Выбрать главу

«Вместе с ними — пишет Ширяев — уживались и исполняли свои роли казак-бандит Алексей Чекмаза, вор Семен Пчелка, забывший свое подлинное имя, портовая притоносодержательница из Кронштадта Кораблиха. Все их горести и радости на сцене разделяла свободная, очень красивая и талантливая девушка, засиживавшаяся на репетициях до поздней ночи. Она была свояченицей Петрова, командира охранявшего нас полка. Он даже поощрял ее участие в театре, где она воспринимала манеры и шарм от каторжанок-артистократок.
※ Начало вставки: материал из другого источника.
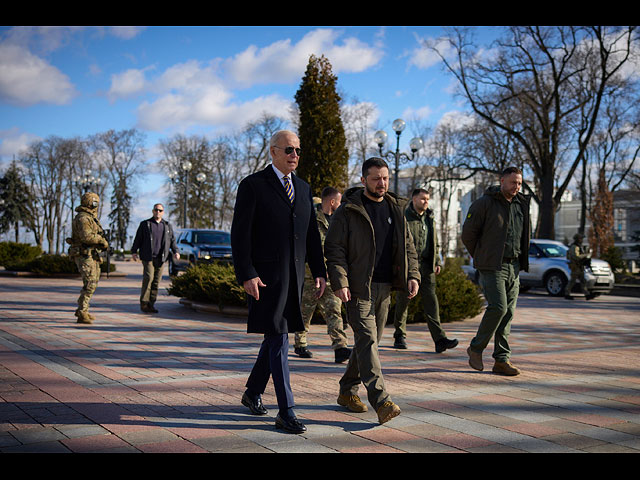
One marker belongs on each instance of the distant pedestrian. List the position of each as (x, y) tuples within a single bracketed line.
[(328, 304), (496, 233), (369, 252), (155, 241), (87, 241), (421, 222), (579, 257)]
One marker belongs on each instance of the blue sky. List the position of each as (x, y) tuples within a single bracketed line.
[(79, 81)]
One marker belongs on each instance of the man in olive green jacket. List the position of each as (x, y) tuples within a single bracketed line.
[(496, 233), (369, 252), (420, 220)]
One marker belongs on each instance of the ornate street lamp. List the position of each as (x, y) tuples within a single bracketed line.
[(86, 181), (176, 178), (380, 138)]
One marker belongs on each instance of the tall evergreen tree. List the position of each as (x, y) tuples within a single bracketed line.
[(325, 158)]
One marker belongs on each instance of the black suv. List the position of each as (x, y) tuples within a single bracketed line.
[(200, 246)]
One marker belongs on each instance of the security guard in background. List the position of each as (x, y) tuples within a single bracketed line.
[(579, 257), (87, 241)]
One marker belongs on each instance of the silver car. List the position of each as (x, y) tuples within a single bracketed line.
[(549, 268)]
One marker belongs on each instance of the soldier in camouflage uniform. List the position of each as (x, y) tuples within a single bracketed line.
[(87, 241), (578, 257), (329, 305)]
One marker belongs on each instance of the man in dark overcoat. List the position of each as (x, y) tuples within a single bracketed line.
[(274, 230)]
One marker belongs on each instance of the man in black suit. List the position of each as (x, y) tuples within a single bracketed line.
[(274, 230), (155, 240)]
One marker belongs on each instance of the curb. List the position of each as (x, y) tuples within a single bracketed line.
[(211, 308)]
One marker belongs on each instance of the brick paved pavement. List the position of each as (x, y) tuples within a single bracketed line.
[(172, 382)]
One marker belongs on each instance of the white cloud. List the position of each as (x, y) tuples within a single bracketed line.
[(13, 142), (203, 93), (417, 113), (127, 84), (26, 79), (125, 33), (423, 56), (284, 62)]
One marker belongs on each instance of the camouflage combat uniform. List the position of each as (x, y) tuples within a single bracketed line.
[(578, 257), (329, 305), (87, 240)]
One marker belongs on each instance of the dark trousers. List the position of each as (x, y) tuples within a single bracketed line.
[(273, 361), (151, 276)]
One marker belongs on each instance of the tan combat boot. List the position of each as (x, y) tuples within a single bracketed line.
[(505, 368), (387, 411), (84, 317), (352, 402)]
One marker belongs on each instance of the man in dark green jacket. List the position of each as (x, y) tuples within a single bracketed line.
[(369, 252), (420, 220), (496, 233)]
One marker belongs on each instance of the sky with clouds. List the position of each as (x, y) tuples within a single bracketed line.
[(78, 81)]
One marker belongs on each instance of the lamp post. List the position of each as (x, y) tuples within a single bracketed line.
[(380, 138), (176, 178), (86, 181)]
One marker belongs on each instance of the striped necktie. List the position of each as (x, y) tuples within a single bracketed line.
[(287, 188)]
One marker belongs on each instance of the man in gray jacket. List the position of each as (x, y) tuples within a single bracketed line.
[(155, 241), (369, 251), (496, 233)]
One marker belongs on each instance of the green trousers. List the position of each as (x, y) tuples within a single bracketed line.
[(367, 319), (429, 305), (151, 276), (500, 288), (330, 308)]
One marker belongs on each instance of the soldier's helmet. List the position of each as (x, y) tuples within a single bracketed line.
[(90, 200)]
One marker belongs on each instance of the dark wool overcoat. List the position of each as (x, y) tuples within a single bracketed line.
[(271, 238)]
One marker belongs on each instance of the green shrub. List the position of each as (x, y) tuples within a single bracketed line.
[(51, 265), (12, 252), (211, 283), (458, 297)]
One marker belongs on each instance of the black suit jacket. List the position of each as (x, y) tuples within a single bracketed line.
[(271, 238), (143, 242)]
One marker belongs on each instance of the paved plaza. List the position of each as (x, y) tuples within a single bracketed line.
[(172, 382)]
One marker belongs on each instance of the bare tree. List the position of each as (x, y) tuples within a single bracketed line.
[(532, 86), (122, 155), (48, 166), (359, 120)]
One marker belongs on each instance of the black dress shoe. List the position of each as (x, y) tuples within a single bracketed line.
[(342, 354), (444, 344), (291, 425), (400, 343), (255, 405), (303, 352)]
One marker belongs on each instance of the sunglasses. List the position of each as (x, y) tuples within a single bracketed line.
[(289, 150)]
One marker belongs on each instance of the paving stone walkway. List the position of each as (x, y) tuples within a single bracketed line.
[(172, 382)]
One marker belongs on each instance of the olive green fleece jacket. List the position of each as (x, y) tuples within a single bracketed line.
[(350, 248), (484, 231), (420, 226)]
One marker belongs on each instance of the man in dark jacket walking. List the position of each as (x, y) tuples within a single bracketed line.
[(369, 252), (274, 230), (155, 241), (420, 220), (496, 233)]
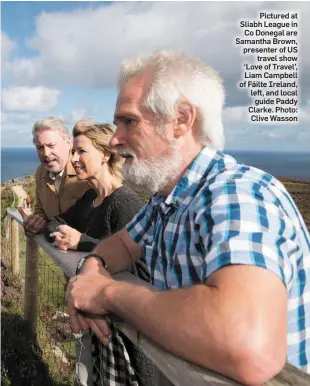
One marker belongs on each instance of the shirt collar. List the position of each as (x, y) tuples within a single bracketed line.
[(191, 179)]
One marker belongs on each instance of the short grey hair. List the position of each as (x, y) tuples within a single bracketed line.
[(177, 77), (50, 123)]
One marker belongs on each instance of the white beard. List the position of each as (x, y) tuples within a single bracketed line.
[(156, 173)]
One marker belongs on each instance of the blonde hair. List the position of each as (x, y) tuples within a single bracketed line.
[(100, 135)]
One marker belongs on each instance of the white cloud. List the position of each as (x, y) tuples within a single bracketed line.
[(7, 47), (86, 47), (29, 98)]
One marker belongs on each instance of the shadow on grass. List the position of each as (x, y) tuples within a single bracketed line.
[(21, 359)]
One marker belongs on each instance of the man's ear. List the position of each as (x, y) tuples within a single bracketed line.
[(105, 158), (69, 140), (185, 119)]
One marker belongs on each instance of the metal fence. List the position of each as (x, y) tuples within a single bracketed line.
[(53, 332)]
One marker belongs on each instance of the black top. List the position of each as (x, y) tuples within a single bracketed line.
[(95, 224)]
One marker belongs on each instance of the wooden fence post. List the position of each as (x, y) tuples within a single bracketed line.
[(15, 247), (31, 283)]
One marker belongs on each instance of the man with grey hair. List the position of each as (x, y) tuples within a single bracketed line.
[(57, 189), (57, 186), (227, 248)]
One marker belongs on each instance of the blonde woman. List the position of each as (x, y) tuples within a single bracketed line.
[(100, 212)]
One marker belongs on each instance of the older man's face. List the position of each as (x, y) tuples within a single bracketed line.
[(53, 149), (136, 127), (151, 159)]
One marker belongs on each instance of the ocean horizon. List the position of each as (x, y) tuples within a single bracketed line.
[(17, 163)]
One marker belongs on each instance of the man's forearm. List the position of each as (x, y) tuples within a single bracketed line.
[(177, 321), (214, 325)]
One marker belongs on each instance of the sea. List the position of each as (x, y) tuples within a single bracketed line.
[(18, 163)]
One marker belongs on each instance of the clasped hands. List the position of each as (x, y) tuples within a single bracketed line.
[(88, 292), (66, 237)]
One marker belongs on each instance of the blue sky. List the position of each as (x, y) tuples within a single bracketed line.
[(62, 58)]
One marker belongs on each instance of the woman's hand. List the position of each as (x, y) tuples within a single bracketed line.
[(66, 237)]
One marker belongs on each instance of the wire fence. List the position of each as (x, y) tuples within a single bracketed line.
[(55, 339), (54, 333)]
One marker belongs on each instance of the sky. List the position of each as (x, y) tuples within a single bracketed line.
[(62, 58)]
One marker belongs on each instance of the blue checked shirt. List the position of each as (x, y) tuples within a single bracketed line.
[(222, 213)]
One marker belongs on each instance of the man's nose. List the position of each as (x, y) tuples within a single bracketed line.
[(116, 139), (75, 157)]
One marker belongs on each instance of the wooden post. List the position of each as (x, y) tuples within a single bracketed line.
[(31, 283), (15, 247)]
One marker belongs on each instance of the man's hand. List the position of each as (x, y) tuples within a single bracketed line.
[(33, 223), (86, 292), (66, 237)]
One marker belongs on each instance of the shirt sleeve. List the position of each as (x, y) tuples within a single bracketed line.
[(243, 223)]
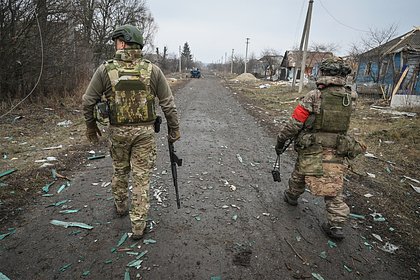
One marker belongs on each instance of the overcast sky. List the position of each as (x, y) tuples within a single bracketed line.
[(213, 28)]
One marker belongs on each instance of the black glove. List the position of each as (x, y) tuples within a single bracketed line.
[(173, 135), (279, 147), (92, 132)]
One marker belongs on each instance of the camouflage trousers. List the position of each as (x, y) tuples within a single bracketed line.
[(337, 210), (133, 149)]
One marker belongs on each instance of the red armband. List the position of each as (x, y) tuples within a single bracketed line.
[(300, 114)]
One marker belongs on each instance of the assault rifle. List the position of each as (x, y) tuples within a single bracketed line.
[(276, 168), (308, 125), (174, 162)]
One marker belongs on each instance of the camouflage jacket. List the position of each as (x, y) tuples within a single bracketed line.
[(312, 103), (100, 84)]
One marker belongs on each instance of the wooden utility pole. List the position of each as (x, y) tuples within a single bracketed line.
[(231, 63), (180, 58), (246, 52), (303, 45)]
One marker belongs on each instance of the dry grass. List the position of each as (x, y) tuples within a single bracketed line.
[(394, 140)]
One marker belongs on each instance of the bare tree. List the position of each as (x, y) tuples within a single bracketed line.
[(370, 47), (75, 37)]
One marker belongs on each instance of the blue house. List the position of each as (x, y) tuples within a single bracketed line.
[(391, 69)]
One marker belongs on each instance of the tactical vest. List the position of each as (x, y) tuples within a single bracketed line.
[(335, 111), (131, 101)]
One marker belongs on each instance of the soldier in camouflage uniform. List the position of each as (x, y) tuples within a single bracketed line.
[(319, 127), (130, 85)]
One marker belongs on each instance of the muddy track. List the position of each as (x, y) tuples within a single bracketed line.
[(232, 224)]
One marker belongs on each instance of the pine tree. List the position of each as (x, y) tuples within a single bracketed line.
[(186, 56)]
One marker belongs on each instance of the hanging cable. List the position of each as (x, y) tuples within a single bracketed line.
[(40, 72), (343, 24)]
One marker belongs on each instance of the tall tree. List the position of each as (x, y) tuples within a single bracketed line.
[(371, 42), (186, 56)]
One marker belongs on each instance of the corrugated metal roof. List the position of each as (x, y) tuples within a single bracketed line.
[(407, 41), (293, 58)]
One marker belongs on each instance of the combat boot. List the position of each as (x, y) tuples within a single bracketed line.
[(121, 208), (333, 232), (289, 199)]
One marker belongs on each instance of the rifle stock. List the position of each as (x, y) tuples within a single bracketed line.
[(174, 162)]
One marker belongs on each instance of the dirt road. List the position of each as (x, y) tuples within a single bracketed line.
[(233, 223)]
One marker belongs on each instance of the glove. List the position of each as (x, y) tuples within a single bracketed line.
[(279, 147), (92, 132), (174, 135)]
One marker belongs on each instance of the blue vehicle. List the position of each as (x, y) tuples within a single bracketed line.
[(195, 73)]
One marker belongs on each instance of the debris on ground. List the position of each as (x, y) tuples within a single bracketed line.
[(7, 172), (245, 77), (390, 248), (4, 235), (70, 224)]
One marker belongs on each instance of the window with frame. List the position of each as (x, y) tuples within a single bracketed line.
[(368, 69)]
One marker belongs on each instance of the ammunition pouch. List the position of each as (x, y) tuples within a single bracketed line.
[(157, 123), (348, 147), (101, 112)]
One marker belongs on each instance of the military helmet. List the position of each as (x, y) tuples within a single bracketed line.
[(334, 66), (129, 34)]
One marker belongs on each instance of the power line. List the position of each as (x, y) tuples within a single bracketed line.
[(343, 24), (40, 72)]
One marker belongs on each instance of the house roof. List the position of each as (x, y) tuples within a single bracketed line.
[(407, 41), (293, 58)]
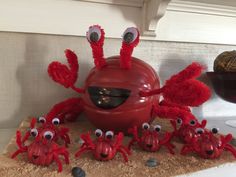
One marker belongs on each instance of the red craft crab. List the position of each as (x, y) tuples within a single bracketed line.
[(150, 139), (183, 121), (105, 147), (53, 126), (209, 146), (43, 150), (111, 96)]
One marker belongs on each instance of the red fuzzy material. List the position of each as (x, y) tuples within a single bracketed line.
[(97, 49), (183, 88), (63, 74), (126, 53)]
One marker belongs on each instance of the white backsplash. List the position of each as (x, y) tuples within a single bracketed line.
[(25, 88)]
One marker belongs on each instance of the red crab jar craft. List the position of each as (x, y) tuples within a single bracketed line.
[(110, 96)]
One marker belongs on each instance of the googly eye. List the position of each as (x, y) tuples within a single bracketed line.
[(215, 130), (98, 133), (130, 35), (157, 128), (109, 134), (179, 121), (192, 122), (34, 132), (94, 33), (199, 130), (146, 126), (55, 121), (48, 135), (41, 120)]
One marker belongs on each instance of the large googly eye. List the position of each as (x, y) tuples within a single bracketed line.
[(130, 35), (42, 120), (192, 122), (157, 128), (94, 34), (55, 121), (179, 121), (215, 130), (109, 134), (48, 135), (34, 132), (98, 133), (199, 130), (146, 126)]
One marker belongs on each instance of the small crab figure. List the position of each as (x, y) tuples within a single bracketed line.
[(209, 146), (105, 147), (43, 150), (150, 138), (186, 132), (53, 125), (182, 120)]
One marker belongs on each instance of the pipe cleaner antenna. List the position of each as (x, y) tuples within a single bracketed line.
[(95, 36), (64, 75), (130, 40)]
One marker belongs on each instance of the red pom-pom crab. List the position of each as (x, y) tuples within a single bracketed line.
[(207, 145), (182, 120), (111, 97), (54, 126), (43, 150), (105, 146), (150, 138)]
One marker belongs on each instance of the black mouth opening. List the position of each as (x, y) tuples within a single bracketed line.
[(149, 145), (104, 155), (108, 98), (35, 157)]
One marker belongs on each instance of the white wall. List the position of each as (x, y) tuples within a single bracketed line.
[(26, 89), (185, 21)]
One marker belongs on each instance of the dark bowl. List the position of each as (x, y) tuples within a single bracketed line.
[(224, 85)]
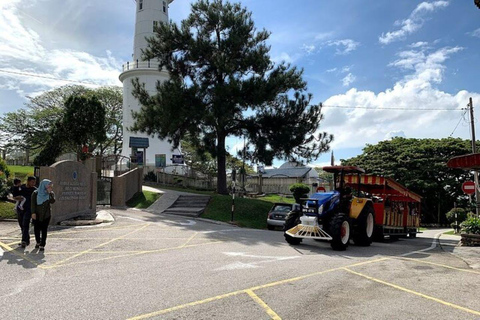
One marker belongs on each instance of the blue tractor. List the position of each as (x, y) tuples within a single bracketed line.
[(335, 216)]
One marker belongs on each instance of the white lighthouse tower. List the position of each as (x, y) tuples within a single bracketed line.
[(149, 13)]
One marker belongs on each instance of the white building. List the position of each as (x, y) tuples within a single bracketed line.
[(148, 14)]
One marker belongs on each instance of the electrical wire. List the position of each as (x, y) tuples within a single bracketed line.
[(461, 118), (391, 108)]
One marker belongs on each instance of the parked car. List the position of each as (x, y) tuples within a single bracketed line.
[(276, 216)]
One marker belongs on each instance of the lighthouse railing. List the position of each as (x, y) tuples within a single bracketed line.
[(131, 65)]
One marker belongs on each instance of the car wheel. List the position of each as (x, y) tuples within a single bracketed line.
[(364, 230), (340, 232), (291, 221)]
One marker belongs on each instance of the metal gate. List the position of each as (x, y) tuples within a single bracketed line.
[(104, 191)]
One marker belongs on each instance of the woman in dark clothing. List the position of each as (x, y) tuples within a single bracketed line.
[(42, 198)]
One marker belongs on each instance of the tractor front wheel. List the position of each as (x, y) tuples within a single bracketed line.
[(364, 230), (293, 219), (340, 232)]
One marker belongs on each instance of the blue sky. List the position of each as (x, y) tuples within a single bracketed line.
[(396, 65)]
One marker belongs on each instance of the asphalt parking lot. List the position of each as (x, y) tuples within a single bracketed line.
[(149, 266)]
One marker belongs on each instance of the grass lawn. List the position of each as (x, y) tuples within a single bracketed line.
[(21, 172), (142, 200), (249, 213), (452, 232), (6, 210), (277, 198)]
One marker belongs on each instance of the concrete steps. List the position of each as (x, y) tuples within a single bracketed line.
[(187, 205)]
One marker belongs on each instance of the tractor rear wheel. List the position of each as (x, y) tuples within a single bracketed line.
[(293, 219), (340, 232), (363, 234)]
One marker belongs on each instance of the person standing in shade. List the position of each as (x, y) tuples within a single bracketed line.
[(42, 211), (25, 215)]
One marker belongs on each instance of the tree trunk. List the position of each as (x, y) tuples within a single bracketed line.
[(221, 164)]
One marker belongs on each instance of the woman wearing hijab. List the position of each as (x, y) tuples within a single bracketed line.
[(42, 198)]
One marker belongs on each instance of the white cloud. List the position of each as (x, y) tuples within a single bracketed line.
[(31, 65), (348, 79), (381, 115), (309, 49), (475, 33), (413, 22), (344, 46), (418, 44), (393, 134)]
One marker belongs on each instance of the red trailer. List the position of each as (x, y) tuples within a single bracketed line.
[(397, 209)]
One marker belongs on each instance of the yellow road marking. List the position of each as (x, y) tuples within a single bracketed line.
[(267, 309), (189, 239), (190, 304), (230, 294), (128, 255), (99, 246), (440, 265), (414, 292)]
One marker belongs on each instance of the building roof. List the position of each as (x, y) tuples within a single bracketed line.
[(138, 142)]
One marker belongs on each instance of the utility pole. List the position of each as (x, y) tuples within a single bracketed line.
[(474, 150)]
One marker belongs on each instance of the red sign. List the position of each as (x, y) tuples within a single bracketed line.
[(468, 187)]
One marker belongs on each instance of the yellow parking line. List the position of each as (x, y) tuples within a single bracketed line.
[(190, 304), (440, 265), (127, 255), (267, 309), (99, 246), (414, 292), (230, 294), (189, 239)]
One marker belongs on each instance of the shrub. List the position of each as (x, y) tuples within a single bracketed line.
[(471, 225), (4, 172), (150, 176), (299, 190), (461, 215)]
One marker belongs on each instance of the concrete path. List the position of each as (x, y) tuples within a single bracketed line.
[(178, 202)]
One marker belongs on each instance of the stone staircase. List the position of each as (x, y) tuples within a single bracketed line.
[(187, 205)]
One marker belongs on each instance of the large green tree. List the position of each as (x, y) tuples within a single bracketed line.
[(224, 83), (83, 124), (420, 165), (32, 126)]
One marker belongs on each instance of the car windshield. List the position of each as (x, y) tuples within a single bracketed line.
[(282, 208)]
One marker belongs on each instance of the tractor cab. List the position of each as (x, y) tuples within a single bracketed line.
[(333, 216)]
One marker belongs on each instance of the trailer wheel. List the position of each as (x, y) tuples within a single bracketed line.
[(363, 234), (340, 232), (293, 219)]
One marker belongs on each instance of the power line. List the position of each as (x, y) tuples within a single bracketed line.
[(461, 118), (49, 78), (391, 108)]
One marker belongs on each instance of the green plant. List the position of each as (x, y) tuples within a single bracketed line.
[(471, 225), (150, 176), (461, 215), (4, 171), (299, 190)]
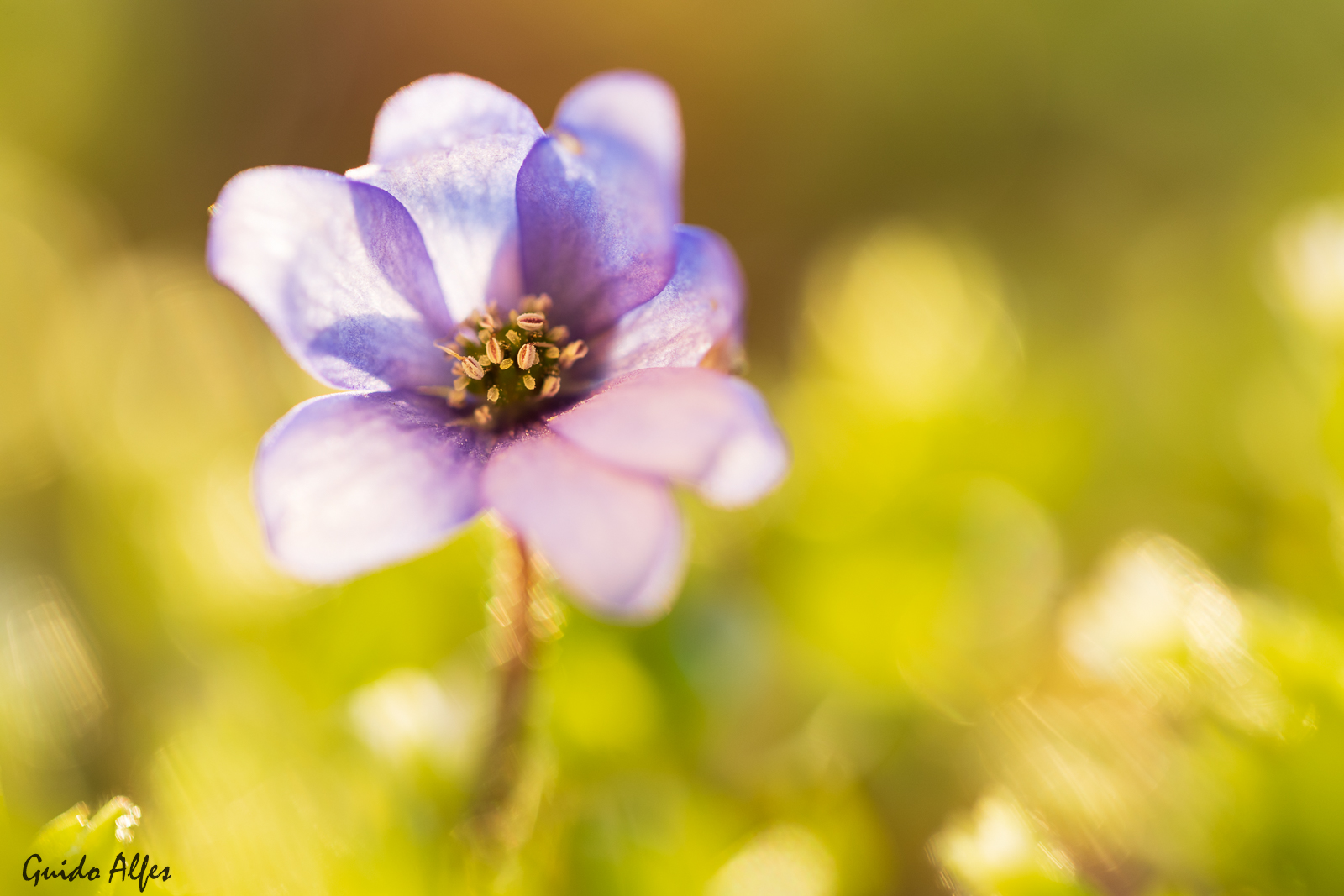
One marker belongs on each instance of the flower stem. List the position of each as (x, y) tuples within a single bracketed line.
[(504, 754)]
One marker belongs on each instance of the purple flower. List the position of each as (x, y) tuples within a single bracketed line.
[(521, 325)]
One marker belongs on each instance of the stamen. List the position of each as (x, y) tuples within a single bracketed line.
[(494, 349), (474, 369), (533, 322), (538, 302)]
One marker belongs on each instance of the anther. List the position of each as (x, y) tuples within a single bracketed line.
[(474, 369), (494, 349), (531, 322)]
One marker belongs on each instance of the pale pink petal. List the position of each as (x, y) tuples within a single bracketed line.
[(690, 425), (613, 537)]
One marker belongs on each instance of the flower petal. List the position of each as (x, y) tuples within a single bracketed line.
[(440, 112), (633, 107), (338, 270), (615, 539), (690, 425), (351, 483), (698, 312), (464, 203), (596, 222)]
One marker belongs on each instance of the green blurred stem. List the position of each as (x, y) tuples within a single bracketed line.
[(504, 755)]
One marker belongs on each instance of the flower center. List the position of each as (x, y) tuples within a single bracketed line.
[(507, 367)]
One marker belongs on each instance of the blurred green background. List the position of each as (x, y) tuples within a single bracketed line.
[(1048, 605)]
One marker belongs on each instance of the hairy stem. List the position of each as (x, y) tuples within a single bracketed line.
[(504, 754)]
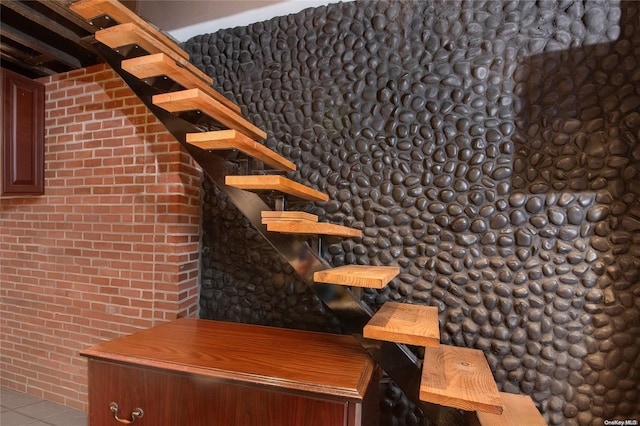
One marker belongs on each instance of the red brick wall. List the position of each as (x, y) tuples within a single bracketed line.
[(112, 246)]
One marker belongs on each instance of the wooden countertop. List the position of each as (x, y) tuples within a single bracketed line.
[(320, 363)]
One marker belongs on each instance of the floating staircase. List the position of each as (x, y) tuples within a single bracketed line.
[(207, 124)]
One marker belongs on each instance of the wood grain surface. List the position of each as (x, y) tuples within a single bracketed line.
[(232, 139), (405, 323), (186, 75), (459, 378), (519, 410), (314, 362), (276, 183), (196, 99)]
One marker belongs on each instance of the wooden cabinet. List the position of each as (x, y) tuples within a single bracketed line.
[(201, 373), (22, 135)]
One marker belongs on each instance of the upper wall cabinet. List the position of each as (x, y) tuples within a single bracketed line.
[(22, 135)]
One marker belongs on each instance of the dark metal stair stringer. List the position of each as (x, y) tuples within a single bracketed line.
[(346, 304)]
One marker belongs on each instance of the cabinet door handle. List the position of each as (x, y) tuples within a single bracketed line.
[(135, 414)]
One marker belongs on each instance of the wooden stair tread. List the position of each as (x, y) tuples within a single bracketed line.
[(232, 139), (358, 275), (196, 99), (459, 378), (405, 323), (91, 9), (276, 183), (519, 410), (313, 228), (272, 216), (187, 76), (126, 34)]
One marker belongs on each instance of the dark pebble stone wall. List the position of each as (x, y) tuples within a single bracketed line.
[(491, 149)]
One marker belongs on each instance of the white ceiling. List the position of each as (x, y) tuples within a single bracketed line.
[(184, 19)]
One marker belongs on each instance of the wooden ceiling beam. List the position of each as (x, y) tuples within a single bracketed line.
[(40, 19), (47, 50)]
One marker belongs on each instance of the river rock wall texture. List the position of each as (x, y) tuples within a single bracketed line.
[(491, 149)]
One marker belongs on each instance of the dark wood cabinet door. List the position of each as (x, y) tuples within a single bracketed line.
[(22, 143), (173, 399)]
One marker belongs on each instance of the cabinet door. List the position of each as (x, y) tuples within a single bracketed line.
[(22, 143), (174, 399)]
Театр избрал себе название ХЛАМ — Художники-Литераторы-Артисты-Музыканты, (не подозревая, что под ним раньше подвизалась одна из театральных трупп в Одессе, а позже В Киеве, в первые пореволюционные годы так называлось чье-то частное кафе. М. Р.).

К 1926 году театр настолько окреп и „возмужал“, что мог ежемесячно давать по две премьеры, т. е. по две новых постановки. Два раза в неделю шли платные спектакли, на которых можно было сидеть, разговаривать и гулять в антрактах со своей „дамой сердца“, а два раза — бесплатные, и тогда женщин приводила и уводила строем их старостиха».

Такой порядок существовал до 1933 года, а как было после — не знаем. Это подтверждают все летописцы.

«К пьесам — рассказывает дальше Ширяев — добавились эстрадные вечера на местные злободневные темы. На одном из них Жорж Леон, умело балансируя на острие лагерного меча, вызвал хохот сидевшей в креслах Разгрузочной комиссии и ее председателя Бокия. Жоржу Леону комиссия „скостила“ срок с трех лет до двух, Глубоковскому с десяти — на восемь».

Про себя составитель скетчей и артист Ширяев умалчивает, но, видно, и ему с десяткой привезенному на остров в 1923 году, что-то сбавили. (Иначе его не освободили бы из Соловков в 1927 году. Вообще в этот приезд Комиссия, по словам Ширяева, была не особенно щедрой: «Освободили 20–30 хозяйственников и уголовников, а двум-трем сотням уменьшили сроки».

Над чем же надрывали животики лубянские и соловецкие сатрапы? Чем их пощекотала артистическая и литературная братия? Ее там при театре и редакции околачивалось тогда не мало: Н. К. Литвин, сотрудник ростовских газет, потом эмигрант и сменовеховец, Борис Емельянов, поэт и блестящий версификатор, известный больше своим черным плащом-крылаткой, поэт Н. Бергер, оказавшийся потом, как и Ширяев, во второй эмиграции и писавший тут под псевдонимом Божидар и др., всех ли упомнишь! Значительно больше имен перечисляет Гернет в жур. «Право и жизнь» в рецензии на «Соловецкие острова».

Сохраним потомству куплеты из скетчей по книгам Ширяева и Андреева, добавив к ним те, что я припомнил с неминуемыми пропусками отдельных строк и даже четверостиший, — прошло ведь с той поры больше чем полвека!

Край наш, край соловецкий, Ты для шпаны и для каэров чудный край! Смело с улыбкой детской Ты песенку про лагерь запевай.
Соловки открыл монах Савватий, Был тот остров неустроенный пустырь. За Савватием шли толпы черных братии. Так возник великий монастырь.
Но теперь совсем иные лица Прут и прут сюда со всех сторон. Тут сплелися быль и небылица И замолк китежный древний звон.
И со всех углов Советского Союза Едут, едут, едут без конца, Все смешалось: фрак, армяк и блуза, Не видать знакомого лица.
Тут попы, шпана, каэры Доживают век. Тут статья для всех найдется, Был бы человек.
* * *
Море Белое, водная ширь, Соловецкий былой монастырь Со всей русской бескрайней земли Нас на горе сюда привезли.
Занесет нас зимою мятель И запрячет на полгода в щель. Лишь весною найдут рыбаки Соловки, Соловки, Соловки.
Мило нам из щели соловецкой В даль взглянуть с улыбкой ясной, детской. Приходите к нам и слушайте, как тут Песенки веселые поют.
Здесь УСЛОН раскинул свои сети, В эти сети прет восторженный народ. Но не знают совсем Соловки, Ни забот, ни тревог, ни тоски.